Villagers spotted the decapitated bodies on the outskirts of Bannu, a city in a region where extremists are waging a violent campaign to impose Taliban-style social norms, a police official said.

The two women, 28 and 30, were riding an auto rickshaw when five armed men, wearing masks, overpowered them, bundled them into a car and drove away, he said, quoting witnesses.

The official asked for anonymity because he was not authorized to speak to the media.

A note found with the bodies identified the victims as Bannu residents and accused them of "doing acts of obscenity," a term meaning prostitution, according to the police official.

"We have started doing this to end obscenity in the area," the official quoted the unidentified assailants as saying in the note.

Authorities will investigate the slayings, he said.

Extremists have bombed shops selling music and movies in Bannu and other towns in North West Frontier Province, and barbers have been warned not to shave customers' beards — moves reminiscent of the harsh version of Islamic law once imposed by the Taliban in neighboring Afghanistan.

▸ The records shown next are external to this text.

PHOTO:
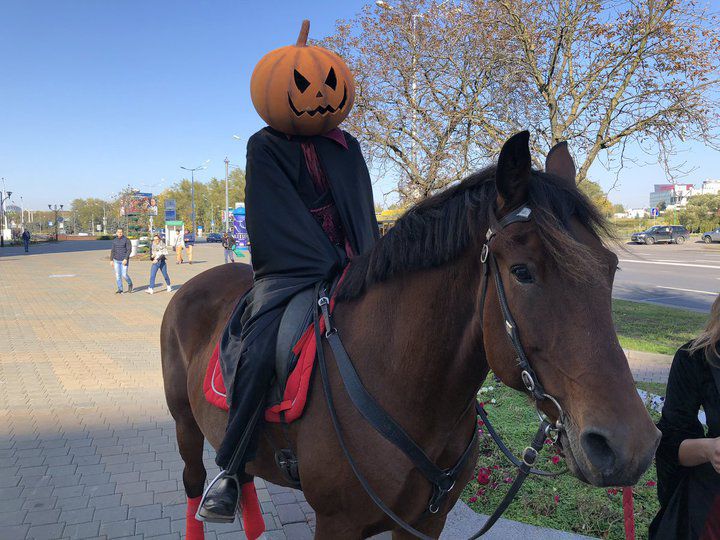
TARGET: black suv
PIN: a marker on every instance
(662, 233)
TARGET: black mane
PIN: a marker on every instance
(440, 228)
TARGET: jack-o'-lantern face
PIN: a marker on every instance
(302, 90)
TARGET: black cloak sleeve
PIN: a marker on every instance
(285, 239)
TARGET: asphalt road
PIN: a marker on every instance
(685, 276)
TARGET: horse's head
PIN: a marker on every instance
(557, 278)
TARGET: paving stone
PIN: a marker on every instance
(73, 503)
(79, 515)
(105, 501)
(118, 529)
(144, 513)
(100, 490)
(287, 497)
(113, 513)
(42, 517)
(290, 513)
(12, 518)
(82, 530)
(39, 504)
(15, 532)
(298, 531)
(131, 487)
(138, 499)
(51, 531)
(153, 527)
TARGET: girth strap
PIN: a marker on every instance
(443, 481)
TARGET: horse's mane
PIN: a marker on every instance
(440, 228)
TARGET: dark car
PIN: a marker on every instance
(662, 233)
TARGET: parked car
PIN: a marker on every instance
(712, 236)
(662, 233)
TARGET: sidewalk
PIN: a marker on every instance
(87, 446)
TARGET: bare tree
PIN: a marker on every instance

In Mingora, a town south of Bannu, a powerful bomb blast Friday destroyed 48 shops, 33 of them selling music and movie CDs, a local police official said. No one was hurt in the attack.

The pre-dawn explosion damaged the gates of the shops and scattered CDs in the downtown market, the official said on condition of anonymity because he was unauthorized to make media comments.

Music shops in the market had received warnings in the past from suspected militants to close their businesses, he said.

Meanwhile, suspected militants shot dead the son and a nephew of a pro-government tribal elder in Bajur, a tribally governed region bordering Afghanistan, local security official Tor Khan said.

Two masked gunmen on a motorcycle opened fire on the two men in Lagharay, a village near Bajur's main town of Khar, Khan said.

Militants have killed scores of tribesmen and beheaded some of them in the border region after accusing them of collaborating with Pakistani security authorities or spying for the United States.